Recently, we were asked how conservative investors should plan their investments to achieve their desired lifestyle post-retirement. In this article, we discuss why annuity products should be an important component of a conservative investor’s portfolio. This article can be read along with the one published under this column dated September 16, 2012 about synthetic pension.

Income replacement

Your objective is to replace your working income during your post-retirement phase. We believe annuity is the optimal choice to replace such income. Why? Bear in mind that your replacement income has to last till your lifetime or that of your spouse, whoever lives longer. As a conservative investor, your objective will be to reduce your longevity risk (risk that you will outlive your investments). Traditional annuity hedges your longevity risk, as it offers you fixed cash flows for life.

Besides, investing in equity could pose two problems. One, being a conservative investor, the pain you suffer from, say, Rs 1 lakh loss in your portfolio will be much more than the happiness you derive from Rs 1 lakh gain. This means equity may not be best suited as your primary investment, as it offers upside potential as well downside risk. And two, equity subjects you to higher longevity risk. Why? You have to sell part of your equity investments periodically to withdraw cash from your investment account. If you withdraw too much, you may run out money during your old age. Further, when you withdraw cash from a portfolio that has already declined in value due to a market crash, you have less chance of your investments recovering losses.
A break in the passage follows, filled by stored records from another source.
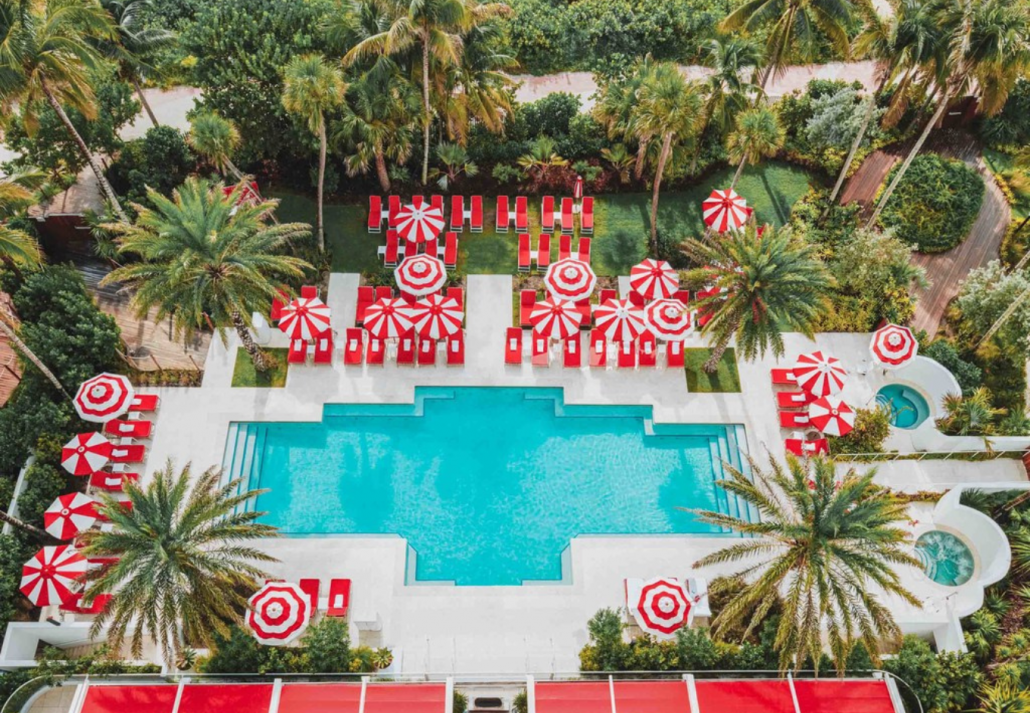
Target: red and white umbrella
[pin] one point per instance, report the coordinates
(670, 319)
(437, 316)
(419, 223)
(69, 515)
(388, 318)
(893, 346)
(662, 607)
(555, 319)
(103, 398)
(831, 415)
(570, 279)
(819, 373)
(52, 576)
(305, 318)
(420, 274)
(619, 320)
(654, 279)
(278, 613)
(86, 453)
(724, 210)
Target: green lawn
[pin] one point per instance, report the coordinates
(245, 376)
(724, 380)
(621, 223)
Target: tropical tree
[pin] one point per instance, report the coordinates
(769, 284)
(207, 256)
(214, 139)
(47, 56)
(757, 135)
(311, 88)
(436, 26)
(728, 89)
(135, 43)
(668, 108)
(988, 48)
(177, 561)
(819, 549)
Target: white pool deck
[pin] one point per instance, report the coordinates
(535, 627)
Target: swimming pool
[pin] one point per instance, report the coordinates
(906, 406)
(488, 485)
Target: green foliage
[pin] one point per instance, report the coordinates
(934, 204)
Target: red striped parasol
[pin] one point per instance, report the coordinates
(654, 279)
(305, 318)
(421, 223)
(388, 318)
(103, 398)
(555, 318)
(52, 576)
(86, 453)
(670, 319)
(619, 320)
(724, 210)
(420, 275)
(69, 515)
(437, 316)
(570, 279)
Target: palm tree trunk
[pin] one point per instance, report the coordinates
(666, 148)
(94, 164)
(143, 101)
(256, 355)
(945, 99)
(321, 185)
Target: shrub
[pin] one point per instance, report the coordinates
(934, 204)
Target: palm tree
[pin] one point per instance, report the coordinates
(377, 124)
(311, 88)
(134, 43)
(727, 88)
(820, 547)
(794, 25)
(47, 56)
(206, 256)
(758, 135)
(214, 139)
(988, 45)
(177, 559)
(436, 26)
(668, 107)
(769, 284)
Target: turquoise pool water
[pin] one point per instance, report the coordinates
(907, 407)
(946, 558)
(488, 485)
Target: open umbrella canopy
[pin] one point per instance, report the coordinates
(831, 415)
(819, 373)
(53, 575)
(86, 453)
(670, 319)
(654, 279)
(103, 398)
(570, 279)
(420, 275)
(724, 210)
(555, 319)
(305, 318)
(893, 346)
(619, 320)
(278, 613)
(437, 316)
(419, 223)
(70, 515)
(388, 318)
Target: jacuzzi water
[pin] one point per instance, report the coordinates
(947, 559)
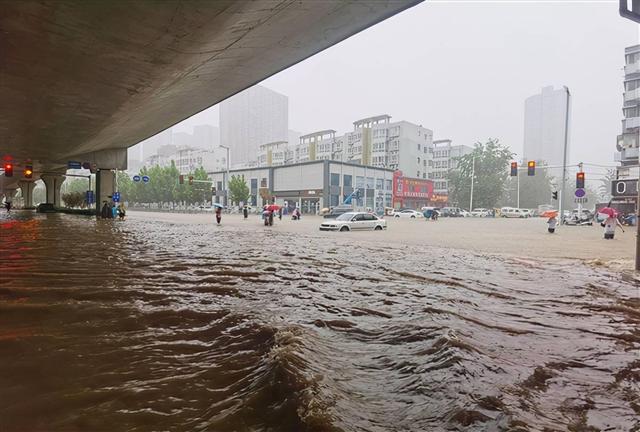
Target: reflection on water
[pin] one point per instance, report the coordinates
(147, 326)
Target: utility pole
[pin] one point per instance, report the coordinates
(518, 193)
(473, 174)
(580, 201)
(638, 216)
(564, 157)
(226, 178)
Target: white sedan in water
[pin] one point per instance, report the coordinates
(412, 214)
(354, 221)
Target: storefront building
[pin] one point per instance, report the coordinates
(313, 186)
(411, 192)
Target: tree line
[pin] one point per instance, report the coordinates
(494, 187)
(164, 186)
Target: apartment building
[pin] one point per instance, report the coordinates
(625, 198)
(442, 158)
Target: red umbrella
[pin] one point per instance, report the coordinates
(608, 211)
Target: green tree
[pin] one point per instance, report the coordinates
(238, 189)
(489, 162)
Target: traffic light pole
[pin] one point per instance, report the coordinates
(518, 193)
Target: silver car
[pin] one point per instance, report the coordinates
(354, 221)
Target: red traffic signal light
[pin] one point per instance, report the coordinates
(8, 170)
(531, 168)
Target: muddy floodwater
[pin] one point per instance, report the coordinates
(149, 325)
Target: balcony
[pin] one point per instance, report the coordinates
(632, 68)
(630, 123)
(632, 95)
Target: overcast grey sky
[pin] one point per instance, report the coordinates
(464, 69)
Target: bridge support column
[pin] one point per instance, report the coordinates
(9, 194)
(105, 187)
(27, 193)
(53, 183)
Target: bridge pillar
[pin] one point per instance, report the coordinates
(9, 194)
(105, 187)
(27, 193)
(53, 184)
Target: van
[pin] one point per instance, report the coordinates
(511, 212)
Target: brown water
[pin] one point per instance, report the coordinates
(147, 326)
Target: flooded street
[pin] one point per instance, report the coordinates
(151, 325)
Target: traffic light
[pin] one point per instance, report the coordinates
(531, 168)
(8, 169)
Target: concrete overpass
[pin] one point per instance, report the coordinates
(85, 80)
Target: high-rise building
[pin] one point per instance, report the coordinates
(374, 141)
(627, 143)
(546, 117)
(443, 159)
(251, 118)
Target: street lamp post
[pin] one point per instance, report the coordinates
(226, 177)
(473, 174)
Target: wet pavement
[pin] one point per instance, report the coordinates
(152, 325)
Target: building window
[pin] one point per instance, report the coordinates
(335, 180)
(370, 182)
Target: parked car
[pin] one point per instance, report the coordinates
(510, 212)
(585, 218)
(450, 212)
(480, 212)
(337, 211)
(409, 213)
(354, 221)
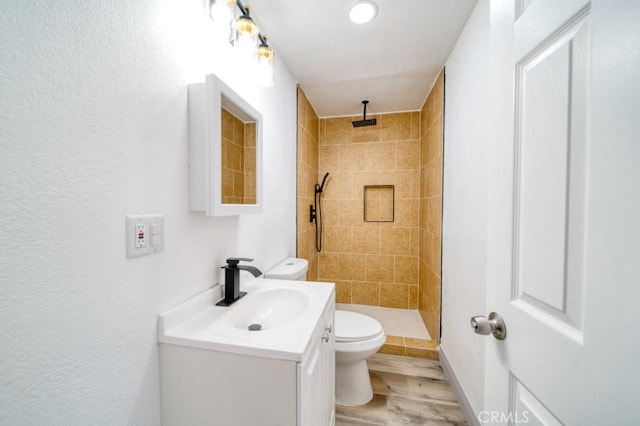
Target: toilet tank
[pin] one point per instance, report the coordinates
(292, 268)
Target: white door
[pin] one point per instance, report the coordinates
(564, 215)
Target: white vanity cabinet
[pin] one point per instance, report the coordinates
(316, 376)
(205, 386)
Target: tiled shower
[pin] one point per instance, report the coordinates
(385, 252)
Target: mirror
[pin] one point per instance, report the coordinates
(225, 150)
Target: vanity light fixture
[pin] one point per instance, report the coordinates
(245, 37)
(363, 11)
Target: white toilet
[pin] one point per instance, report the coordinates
(357, 338)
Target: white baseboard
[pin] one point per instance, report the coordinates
(465, 405)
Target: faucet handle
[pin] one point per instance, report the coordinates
(233, 261)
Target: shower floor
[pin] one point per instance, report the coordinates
(406, 333)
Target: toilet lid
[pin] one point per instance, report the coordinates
(352, 326)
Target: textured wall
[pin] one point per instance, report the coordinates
(307, 179)
(372, 263)
(94, 126)
(464, 227)
(431, 207)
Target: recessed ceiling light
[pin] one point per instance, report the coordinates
(362, 12)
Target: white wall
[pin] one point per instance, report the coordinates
(465, 203)
(93, 127)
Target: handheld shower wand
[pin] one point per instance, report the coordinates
(315, 211)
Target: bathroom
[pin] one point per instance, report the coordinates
(95, 128)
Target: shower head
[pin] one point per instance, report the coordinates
(364, 121)
(320, 187)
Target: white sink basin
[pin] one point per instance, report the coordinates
(282, 316)
(268, 310)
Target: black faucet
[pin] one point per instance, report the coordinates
(232, 279)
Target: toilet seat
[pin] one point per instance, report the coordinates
(355, 327)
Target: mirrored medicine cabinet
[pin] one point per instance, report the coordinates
(225, 151)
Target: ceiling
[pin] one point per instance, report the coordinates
(391, 61)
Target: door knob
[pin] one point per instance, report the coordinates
(493, 325)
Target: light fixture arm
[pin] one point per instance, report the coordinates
(245, 11)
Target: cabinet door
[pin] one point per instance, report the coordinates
(311, 391)
(317, 376)
(329, 370)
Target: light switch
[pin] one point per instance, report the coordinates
(144, 235)
(141, 235)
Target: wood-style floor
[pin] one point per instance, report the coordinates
(406, 391)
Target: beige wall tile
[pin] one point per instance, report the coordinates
(352, 157)
(416, 133)
(395, 127)
(366, 239)
(400, 179)
(330, 212)
(351, 213)
(343, 292)
(337, 130)
(329, 158)
(366, 133)
(380, 268)
(329, 266)
(337, 239)
(312, 273)
(408, 154)
(396, 241)
(365, 293)
(352, 267)
(414, 183)
(339, 186)
(413, 297)
(394, 295)
(362, 179)
(380, 156)
(407, 212)
(406, 269)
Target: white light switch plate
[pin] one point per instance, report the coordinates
(145, 235)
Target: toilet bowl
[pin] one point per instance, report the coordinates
(357, 337)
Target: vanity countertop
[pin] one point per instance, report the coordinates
(292, 307)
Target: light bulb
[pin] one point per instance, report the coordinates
(246, 37)
(266, 64)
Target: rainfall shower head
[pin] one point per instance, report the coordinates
(364, 121)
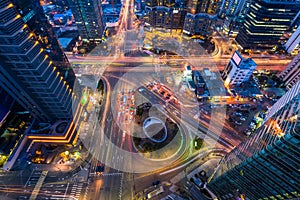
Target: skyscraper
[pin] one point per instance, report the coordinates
(32, 13)
(238, 70)
(234, 8)
(293, 41)
(89, 18)
(164, 14)
(266, 22)
(291, 75)
(267, 165)
(26, 71)
(200, 17)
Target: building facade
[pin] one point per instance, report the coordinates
(266, 22)
(238, 70)
(26, 71)
(293, 41)
(33, 15)
(291, 75)
(165, 14)
(166, 17)
(234, 8)
(267, 165)
(199, 24)
(200, 18)
(89, 18)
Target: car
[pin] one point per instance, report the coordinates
(238, 123)
(243, 119)
(99, 168)
(156, 183)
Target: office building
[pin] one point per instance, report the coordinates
(32, 13)
(293, 41)
(164, 13)
(266, 22)
(200, 17)
(236, 9)
(238, 70)
(266, 166)
(26, 71)
(291, 75)
(89, 19)
(199, 24)
(165, 17)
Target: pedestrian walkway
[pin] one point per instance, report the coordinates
(76, 190)
(38, 185)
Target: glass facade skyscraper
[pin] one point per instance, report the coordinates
(291, 74)
(266, 22)
(267, 165)
(27, 73)
(89, 18)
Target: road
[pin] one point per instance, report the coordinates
(264, 63)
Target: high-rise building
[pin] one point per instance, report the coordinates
(166, 14)
(166, 17)
(238, 70)
(266, 22)
(293, 41)
(199, 24)
(33, 15)
(89, 18)
(291, 75)
(234, 8)
(26, 71)
(201, 16)
(267, 165)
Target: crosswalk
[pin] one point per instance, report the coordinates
(38, 185)
(76, 190)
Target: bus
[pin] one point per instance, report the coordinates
(155, 192)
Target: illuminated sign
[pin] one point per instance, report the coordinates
(236, 58)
Your objective then is to create a portfolio that has significant investment in annuities. The question is: How much annuity should you buy? And when should you buy such products?

Stable-risky combination

The cash flow that your require post-retirement has to fund your monthly living expenses, health-care costs and leisure activities such as vacations. You should buy annuities to cover your monthly living expenses and basic health-care costs (costs that you incur every month towards medicines as well as the premium on your medical insurance).

You can buy annuity products with return of purchase price to meet these expenses. And if you have a spouse who is at least five years younger, buy a joint-life annuity. To meet your leisure activity, invest in short-term bank fixed deposits just after you retire. Why? For one, you will most likely travel during the initial years of your retirement and will need the money in the short term. For another, you do not want to suffer any loss on your investments.

What about money to fund any major illness? You have to invest in equity for two reasons. One, health-care inflation is higher than general inflation. And equity investments are better suited to meet such inflation risk, as they offer higher expected return than bonds. And two, you are more likely to suffer major illness when you are past 70. Given that you will most likely retire at 60, this gives you a time horizon of 10 years or more. Equity investments are appropriate for such long-term horizon, as it offers you more time to recover any losses suffered during the early years of your retired life.

As a conservative investor, your post-retirement income should be generated by annuity, need-based bank fixed deposits and some equity. You should buy annuity products starting 10 years before your retirement date. This will enable to shop for annuity at attractive rates. Bear in mind that you have to invest a higher proportion of your investments in equity during your working life to accumulate the wealth required to buy annuity products for your post-retirement needs… even if you are a conservative investor.